What is Kickstarter? We’re the world's largest funding platform for creative projects. Learn more!

The Kickstarter Blog

Creator Q&A: 28 Days In May

On May 28, commercial director Charles Wittenmeier will be forced to foreclose on his three story house in Portland, Oregon. For the 28 days prior, with the help of Jordan Kinley, he will transform the space into a collaborative workshop for artists, musicians, and community members to live, work, and create in. There will be live shows, curated openings, cross-medium conspiring, painting, filming, and anything else participants can come up with.

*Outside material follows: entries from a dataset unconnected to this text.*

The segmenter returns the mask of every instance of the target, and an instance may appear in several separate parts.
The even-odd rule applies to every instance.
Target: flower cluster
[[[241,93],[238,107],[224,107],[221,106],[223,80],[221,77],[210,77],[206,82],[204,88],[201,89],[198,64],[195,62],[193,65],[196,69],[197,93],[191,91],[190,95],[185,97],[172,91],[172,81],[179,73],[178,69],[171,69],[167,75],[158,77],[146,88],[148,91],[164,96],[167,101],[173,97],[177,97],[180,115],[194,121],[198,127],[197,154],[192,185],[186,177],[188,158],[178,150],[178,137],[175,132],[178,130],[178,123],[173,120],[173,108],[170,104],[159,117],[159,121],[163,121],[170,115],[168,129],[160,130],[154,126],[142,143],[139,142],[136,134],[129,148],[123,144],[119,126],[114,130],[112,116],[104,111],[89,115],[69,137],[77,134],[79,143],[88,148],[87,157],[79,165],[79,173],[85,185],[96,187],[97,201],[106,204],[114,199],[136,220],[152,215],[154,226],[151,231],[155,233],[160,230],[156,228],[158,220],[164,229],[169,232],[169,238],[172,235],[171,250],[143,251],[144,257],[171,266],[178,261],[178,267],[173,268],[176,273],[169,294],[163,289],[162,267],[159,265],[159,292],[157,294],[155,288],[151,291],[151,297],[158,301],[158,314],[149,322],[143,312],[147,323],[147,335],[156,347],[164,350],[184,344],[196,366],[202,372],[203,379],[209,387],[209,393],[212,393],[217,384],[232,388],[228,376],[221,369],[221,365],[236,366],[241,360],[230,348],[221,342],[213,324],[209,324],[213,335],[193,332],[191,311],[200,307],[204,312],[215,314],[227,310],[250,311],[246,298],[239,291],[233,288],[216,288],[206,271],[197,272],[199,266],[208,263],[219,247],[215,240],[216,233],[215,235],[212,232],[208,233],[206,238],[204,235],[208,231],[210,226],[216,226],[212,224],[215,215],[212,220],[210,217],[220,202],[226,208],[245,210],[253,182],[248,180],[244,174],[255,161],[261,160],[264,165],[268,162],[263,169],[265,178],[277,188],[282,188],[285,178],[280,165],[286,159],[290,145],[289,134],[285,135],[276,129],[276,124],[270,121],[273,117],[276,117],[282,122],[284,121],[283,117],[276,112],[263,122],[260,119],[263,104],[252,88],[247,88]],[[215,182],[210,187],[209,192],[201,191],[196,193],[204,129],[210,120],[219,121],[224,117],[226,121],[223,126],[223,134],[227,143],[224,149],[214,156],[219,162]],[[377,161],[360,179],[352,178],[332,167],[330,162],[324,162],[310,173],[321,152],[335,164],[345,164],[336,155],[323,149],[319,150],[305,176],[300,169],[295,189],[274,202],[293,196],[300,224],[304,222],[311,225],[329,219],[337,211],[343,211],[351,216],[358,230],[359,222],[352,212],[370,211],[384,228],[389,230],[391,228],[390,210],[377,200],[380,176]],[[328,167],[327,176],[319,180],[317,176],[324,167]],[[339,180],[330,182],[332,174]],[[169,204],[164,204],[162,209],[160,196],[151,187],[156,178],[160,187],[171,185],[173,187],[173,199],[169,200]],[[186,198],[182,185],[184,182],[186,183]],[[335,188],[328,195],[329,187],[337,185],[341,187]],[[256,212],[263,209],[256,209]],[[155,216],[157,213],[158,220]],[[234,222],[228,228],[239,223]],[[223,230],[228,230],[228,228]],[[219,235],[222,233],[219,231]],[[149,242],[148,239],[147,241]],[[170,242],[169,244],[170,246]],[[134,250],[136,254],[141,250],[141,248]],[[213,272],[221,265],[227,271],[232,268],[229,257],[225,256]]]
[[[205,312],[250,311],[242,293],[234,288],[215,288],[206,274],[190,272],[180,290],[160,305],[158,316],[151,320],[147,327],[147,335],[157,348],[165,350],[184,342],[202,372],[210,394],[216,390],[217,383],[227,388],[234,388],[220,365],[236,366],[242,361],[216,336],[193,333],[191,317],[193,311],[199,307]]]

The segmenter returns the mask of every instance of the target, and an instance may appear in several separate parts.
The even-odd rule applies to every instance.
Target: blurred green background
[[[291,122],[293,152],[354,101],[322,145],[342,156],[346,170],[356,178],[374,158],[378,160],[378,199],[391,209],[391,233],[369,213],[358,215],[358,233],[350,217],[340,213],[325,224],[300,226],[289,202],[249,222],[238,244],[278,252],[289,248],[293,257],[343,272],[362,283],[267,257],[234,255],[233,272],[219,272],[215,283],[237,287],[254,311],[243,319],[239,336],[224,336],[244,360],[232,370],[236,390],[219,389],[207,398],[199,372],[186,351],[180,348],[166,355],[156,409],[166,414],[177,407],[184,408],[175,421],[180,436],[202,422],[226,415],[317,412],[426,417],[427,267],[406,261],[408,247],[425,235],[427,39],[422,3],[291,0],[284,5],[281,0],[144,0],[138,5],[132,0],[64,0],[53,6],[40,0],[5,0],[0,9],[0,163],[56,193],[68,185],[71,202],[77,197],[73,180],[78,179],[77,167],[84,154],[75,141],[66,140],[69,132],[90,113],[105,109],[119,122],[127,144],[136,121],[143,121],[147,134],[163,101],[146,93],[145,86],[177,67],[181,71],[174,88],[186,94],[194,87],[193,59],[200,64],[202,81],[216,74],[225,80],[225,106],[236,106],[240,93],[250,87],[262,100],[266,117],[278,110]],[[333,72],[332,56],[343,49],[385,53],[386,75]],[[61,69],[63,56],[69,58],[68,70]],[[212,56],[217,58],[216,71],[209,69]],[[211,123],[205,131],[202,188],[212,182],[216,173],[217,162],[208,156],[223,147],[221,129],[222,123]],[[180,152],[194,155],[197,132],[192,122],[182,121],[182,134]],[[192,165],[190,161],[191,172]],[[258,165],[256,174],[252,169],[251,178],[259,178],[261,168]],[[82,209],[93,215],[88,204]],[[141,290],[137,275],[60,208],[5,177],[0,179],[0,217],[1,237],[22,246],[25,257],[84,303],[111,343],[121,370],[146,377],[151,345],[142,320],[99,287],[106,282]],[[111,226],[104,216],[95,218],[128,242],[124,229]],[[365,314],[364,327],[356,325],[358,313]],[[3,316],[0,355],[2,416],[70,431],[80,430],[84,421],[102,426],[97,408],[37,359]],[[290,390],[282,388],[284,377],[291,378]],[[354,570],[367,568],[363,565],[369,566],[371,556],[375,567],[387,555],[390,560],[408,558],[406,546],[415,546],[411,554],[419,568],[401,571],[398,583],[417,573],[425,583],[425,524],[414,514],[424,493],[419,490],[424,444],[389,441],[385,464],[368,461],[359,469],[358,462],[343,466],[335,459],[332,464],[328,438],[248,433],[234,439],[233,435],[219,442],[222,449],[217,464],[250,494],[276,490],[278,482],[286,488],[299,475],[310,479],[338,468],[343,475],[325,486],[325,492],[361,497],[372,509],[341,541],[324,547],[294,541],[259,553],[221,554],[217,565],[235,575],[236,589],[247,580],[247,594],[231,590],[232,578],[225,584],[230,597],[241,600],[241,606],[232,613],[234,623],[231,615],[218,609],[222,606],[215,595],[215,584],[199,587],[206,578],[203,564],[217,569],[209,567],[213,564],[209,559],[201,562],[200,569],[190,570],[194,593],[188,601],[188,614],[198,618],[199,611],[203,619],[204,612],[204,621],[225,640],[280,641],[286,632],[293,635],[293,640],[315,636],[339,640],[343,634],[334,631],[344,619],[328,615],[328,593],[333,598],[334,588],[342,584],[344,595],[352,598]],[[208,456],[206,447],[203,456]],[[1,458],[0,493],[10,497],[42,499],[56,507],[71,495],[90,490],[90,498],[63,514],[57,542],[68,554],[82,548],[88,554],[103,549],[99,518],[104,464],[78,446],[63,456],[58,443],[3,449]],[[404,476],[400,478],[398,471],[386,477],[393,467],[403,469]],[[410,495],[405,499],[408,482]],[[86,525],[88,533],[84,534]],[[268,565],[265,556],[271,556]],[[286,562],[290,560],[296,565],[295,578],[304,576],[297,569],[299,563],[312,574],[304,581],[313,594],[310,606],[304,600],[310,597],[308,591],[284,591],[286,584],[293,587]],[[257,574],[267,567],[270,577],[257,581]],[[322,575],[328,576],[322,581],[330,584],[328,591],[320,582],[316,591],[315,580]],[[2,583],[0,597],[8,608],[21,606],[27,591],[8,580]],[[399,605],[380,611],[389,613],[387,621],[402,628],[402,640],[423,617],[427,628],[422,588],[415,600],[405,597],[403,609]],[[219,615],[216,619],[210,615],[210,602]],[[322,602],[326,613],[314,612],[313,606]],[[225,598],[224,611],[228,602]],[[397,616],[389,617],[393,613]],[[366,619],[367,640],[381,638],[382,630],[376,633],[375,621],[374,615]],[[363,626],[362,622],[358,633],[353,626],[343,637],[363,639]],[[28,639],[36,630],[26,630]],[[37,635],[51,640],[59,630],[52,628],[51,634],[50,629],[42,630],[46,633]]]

According to their project page, the only stipulation will be that “each artist [comes] with at least one idea of a project they would like to accomplish over the 28 days using the shared resources and talents of the group.” We love it!

We recently chatted with the duo about their idea, check out the Q&A below. Support the endeavor here.

Talk to me about the community/collaborative aspect of this project! You’re really taking it next level by literally having your participants living with each other for an extended period of time. How do you think this might effect the work being produced?

We hope that the whole is larger than the sum of its parts.  Hopefully the artists and musicians who enter the space will be focused on completion. Different conversations from different perspective.  We also hope that people will share their skills and resources, on that same token we hope that the group dynamic fosters guidance and criticism that’s beneficial for everyone involved.  Cross medium collaborations will be great.  We’d love for people to go beyond their normal set of mediums.

How did you come upon this idea? Was there any particular inspiration for it?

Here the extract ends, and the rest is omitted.